Revenir vers Lol V.Stein, c’est se confronter à ce vide, central, qu’elle incarne, à son  acceptation du désert de l’amour. Elle s’absente jusqu’à « l’abolition du sentiment ». Revenir à Lol V. Stein, c’est accepter de se mettre sous l’emprise de ce texte et de partager cet état jusqu’au danger qu’il peut y avoir à en être physiquement et psychiquement imprégné.

« Ecrire, ça se traduit toujours physiquement », a toujours affirmé Marguerite Duras[8]. L’art et la littérature agissent physiquement et même physiologiquement sur les spectateurs, les lecteurs. L’état de Lol V. Stein passé par le double filtre de l’art littéraire de Marguerite Duras et de la réception d’un lecteur qui accepte le lâcher prise est contagieux.

Il ne communique aucune maladie que celle trop commune du désamour et de l’absence. Il ne propose aucun autre remède que celui de l’écriture elle-même par lequel il est sans cesse partagé. Car Lol V. Stein, elle, n’aurait pas écrit. Et sans doute Lol V. Stein, elle, ne lisait pas.

« Etre comprise ne convient pas à Lol, qu’on ne sauve pas du ravissement »[9], pas plus qu’on ne sauve le texte qu’elle a inspiré de « la fin sans fin, [du] commencement sans fin de Lol V. Stein »[10].

Revenir vers Lol V. Stein, ou pour la première fois y entrer pour ensuite mieux y revenir… c’est continuer d’accomplir « le génie » de ce texte.

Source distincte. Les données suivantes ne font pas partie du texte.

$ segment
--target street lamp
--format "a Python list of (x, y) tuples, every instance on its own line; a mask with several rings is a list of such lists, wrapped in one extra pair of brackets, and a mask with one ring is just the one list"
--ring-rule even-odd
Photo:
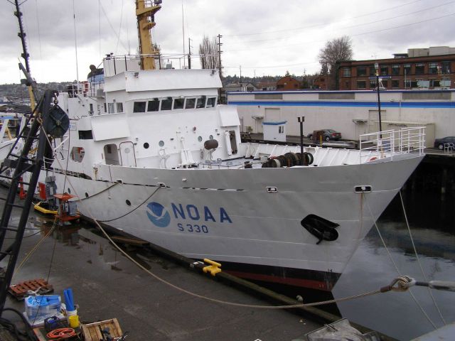
[[(378, 90), (378, 114), (379, 116), (379, 131), (382, 131), (382, 125), (381, 123), (381, 99), (379, 94), (379, 64), (375, 63), (375, 69), (376, 69), (376, 89)], [(381, 134), (381, 139), (382, 134)]]

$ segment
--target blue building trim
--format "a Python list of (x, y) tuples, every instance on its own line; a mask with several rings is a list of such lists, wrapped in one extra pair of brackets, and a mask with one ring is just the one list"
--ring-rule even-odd
[[(294, 90), (294, 91), (252, 91), (252, 92), (240, 92), (240, 91), (229, 91), (227, 94), (365, 94), (365, 93), (376, 93), (377, 90)], [(422, 92), (454, 92), (455, 89), (445, 89), (444, 90), (384, 90), (381, 93), (419, 93)]]
[[(378, 107), (378, 102), (360, 101), (230, 101), (230, 105), (276, 107)], [(455, 102), (381, 102), (381, 108), (455, 109)]]
[(280, 122), (262, 122), (262, 124), (270, 125), (270, 126), (279, 126), (281, 124), (285, 124), (287, 121), (282, 121)]

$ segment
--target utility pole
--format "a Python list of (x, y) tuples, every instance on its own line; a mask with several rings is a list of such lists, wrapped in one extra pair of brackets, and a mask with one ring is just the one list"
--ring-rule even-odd
[(191, 39), (188, 38), (188, 68), (191, 68)]
[(218, 38), (218, 67), (220, 67), (220, 78), (223, 80), (223, 67), (221, 66), (221, 53), (223, 52), (221, 50), (221, 45), (223, 45), (223, 43), (221, 43), (221, 38), (223, 36), (218, 34), (217, 37)]

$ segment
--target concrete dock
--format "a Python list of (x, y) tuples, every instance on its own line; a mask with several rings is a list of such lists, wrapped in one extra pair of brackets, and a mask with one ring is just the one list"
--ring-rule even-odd
[[(33, 212), (30, 219), (18, 265), (52, 226), (31, 229), (41, 228), (44, 220)], [(62, 297), (63, 289), (72, 288), (82, 322), (117, 318), (128, 332), (127, 340), (291, 340), (321, 327), (287, 310), (235, 307), (195, 298), (152, 278), (92, 232), (63, 229), (45, 239), (13, 283), (48, 276), (54, 293)], [(199, 295), (272, 305), (158, 256), (135, 258), (156, 275)], [(23, 302), (11, 296), (6, 306), (23, 311)], [(18, 320), (9, 312), (4, 317)]]

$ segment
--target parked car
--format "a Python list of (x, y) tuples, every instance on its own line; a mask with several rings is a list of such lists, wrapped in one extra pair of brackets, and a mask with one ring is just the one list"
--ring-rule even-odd
[(434, 148), (437, 148), (440, 151), (444, 149), (444, 144), (454, 144), (452, 147), (455, 146), (455, 136), (446, 136), (441, 139), (436, 139), (434, 140)]
[[(320, 131), (320, 133), (318, 133)], [(313, 136), (314, 134), (320, 134), (322, 135), (322, 139), (324, 141), (337, 141), (341, 139), (341, 133), (336, 131), (333, 129), (320, 129), (315, 130), (313, 133), (308, 134), (308, 138), (310, 140), (313, 139)]]

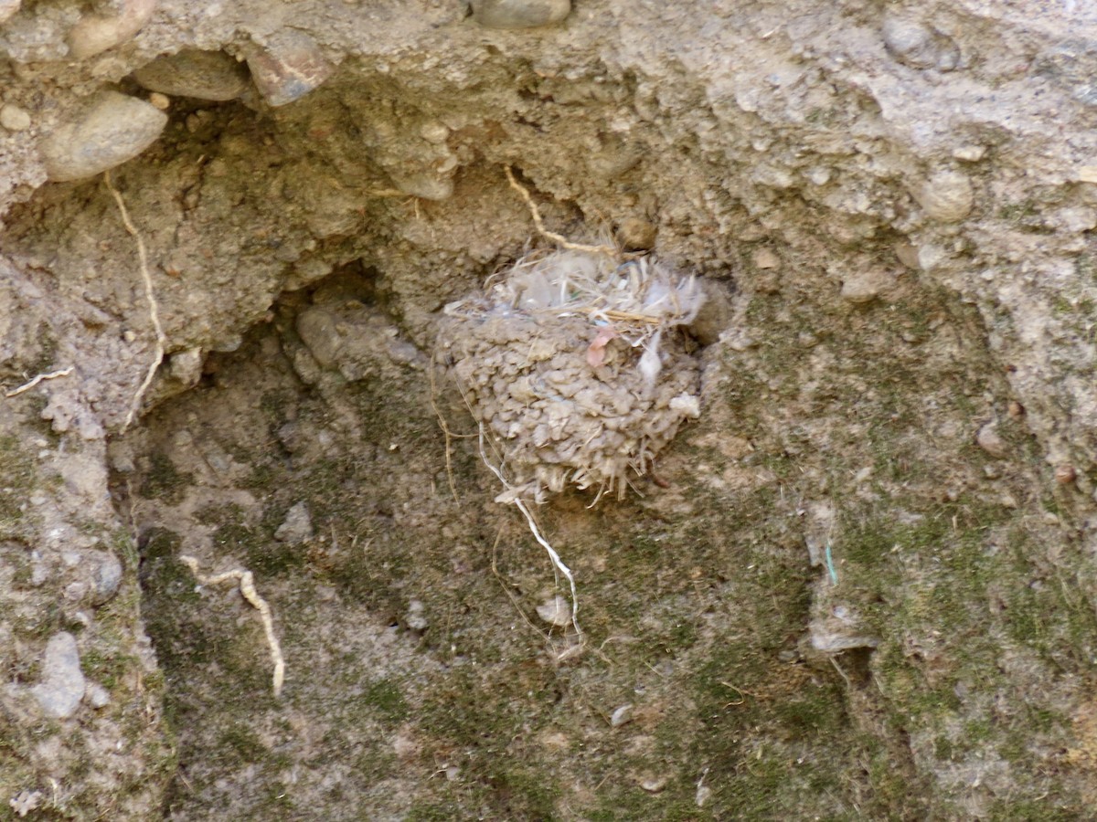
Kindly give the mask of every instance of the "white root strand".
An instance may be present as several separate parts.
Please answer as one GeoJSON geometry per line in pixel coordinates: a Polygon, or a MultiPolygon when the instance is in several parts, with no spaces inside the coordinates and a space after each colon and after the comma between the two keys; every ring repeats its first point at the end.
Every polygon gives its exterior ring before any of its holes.
{"type": "MultiPolygon", "coordinates": [[[[490,470],[491,473],[498,478],[504,488],[510,490],[510,483],[508,483],[507,479],[502,476],[502,471],[491,464],[484,450],[484,423],[479,423],[479,453],[480,459],[484,461],[484,465],[488,467],[488,470],[490,470]]],[[[583,643],[585,641],[585,635],[583,633],[583,628],[579,627],[579,593],[575,587],[575,575],[572,573],[572,569],[564,564],[564,560],[559,558],[556,549],[548,544],[548,540],[541,536],[541,532],[538,529],[538,525],[533,521],[533,514],[530,513],[530,510],[525,506],[525,503],[522,502],[521,498],[514,494],[512,496],[512,502],[518,506],[518,510],[522,512],[522,516],[525,517],[525,523],[530,526],[530,532],[533,534],[533,538],[536,539],[538,544],[548,552],[548,559],[552,560],[553,567],[564,574],[568,585],[572,587],[572,625],[575,627],[575,632],[579,638],[579,642],[583,643]]]]}
{"type": "Polygon", "coordinates": [[[61,368],[59,372],[50,372],[49,374],[39,374],[30,383],[24,383],[19,388],[12,388],[10,391],[4,391],[3,396],[15,397],[22,393],[23,391],[30,391],[32,388],[34,388],[36,385],[38,385],[38,383],[41,383],[44,379],[56,379],[57,377],[67,377],[71,373],[72,373],[72,366],[70,365],[68,368],[61,368]]]}
{"type": "Polygon", "coordinates": [[[282,647],[279,644],[278,636],[274,633],[274,617],[271,614],[270,605],[268,605],[267,601],[259,595],[258,591],[256,591],[256,581],[251,571],[236,568],[231,571],[224,571],[223,573],[214,574],[213,576],[206,576],[199,571],[199,561],[194,557],[182,555],[179,559],[183,562],[183,564],[191,569],[191,573],[194,574],[194,579],[196,579],[202,585],[217,585],[222,582],[235,582],[239,586],[240,594],[244,598],[259,612],[259,617],[263,621],[263,630],[267,632],[267,644],[270,646],[271,661],[274,663],[274,696],[281,696],[282,685],[285,683],[285,659],[282,657],[282,647]]]}
{"type": "Polygon", "coordinates": [[[163,362],[168,338],[163,333],[163,327],[160,324],[160,307],[157,305],[156,294],[152,292],[152,277],[148,273],[148,252],[145,250],[145,240],[142,239],[137,227],[134,226],[133,221],[129,219],[129,212],[126,209],[125,201],[122,199],[122,195],[118,194],[113,183],[111,183],[110,171],[103,172],[103,182],[106,183],[106,190],[111,192],[111,196],[114,197],[114,202],[118,205],[118,213],[122,215],[122,222],[126,227],[126,231],[128,231],[137,241],[137,256],[140,260],[142,279],[145,282],[145,298],[148,300],[148,316],[149,320],[152,322],[152,329],[156,331],[156,356],[152,358],[152,362],[149,363],[148,370],[145,373],[145,379],[142,380],[140,387],[137,389],[137,393],[134,395],[133,402],[129,406],[129,412],[126,414],[126,420],[122,424],[122,430],[125,431],[129,427],[131,423],[133,423],[134,416],[140,410],[140,401],[145,397],[145,391],[147,391],[148,387],[152,385],[152,378],[156,376],[156,369],[159,368],[160,363],[163,362]]]}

L’été, au cœur duquel Marguerite Duras l’a écrit, est la meilleure saison pour faire cette expérience, inouïe, que permet ce livre « seul » : aucun autre, avant ni après lui, ne l’a provoqué ni égalé.  

 



[1] Marguerite Duras, Dits à la télévision, Entretiens avec Pierre Dumayet, atelier/E.P.E.L., 1999, p. 26.

[2] Marguerite Duras, Michelle Porte, Les lieux de Marguerite Duras, op. cit., pp. 101-102.

[3] Roger Grenier, article pour l’hebdomadaire « Elle » du 29 mai 1964, in Dossier de presse Le Ravissement de Lol V. Stein et Le Vice-Consul de Marguerite Duras, textes réunis par Sophie Bogaert, 10/18, n° 3888, 2006 p. 107

[4] Georges Bataille, « L’érotisme », UGE, coll « 10/18 », 1965, p. 272, cité par Bernard Alazet, « Le Ravissement de Lol V. Stein, Note sur le texte », in Marguerite Duras, Œuvres complètes, Bibliothèque de la Pléiade, tome II, p. 1701.

[5]op. cit. p. 94.

[6] Marguerite Duras, Dits à la télévision, op. cit., p. 13.

[7] Marguerite Duras, La pluie d’été, POL, 1990, p. 139.

[8] Particulièrement à Pierre Dumayet, en 1992, à Trouville

[9] Jacques Lacan, Hommage fait à Marguerite Duras, du Ravissement de Lol V. Stein, Cahiers Renaud-Barrault, n°52, déc. 1965, in Dossier de presse Le Ravissement de Lol V. Stein et Le Vice-Consul de Marguerite Duras, textes réunis par Sophie Bogaert, 10/18, n° 3888, 2006 p. 132.

[10] Marguerite Duras, Le Ravissement de Lol V. Stein, Gallimard, Folio n°810, p. 184.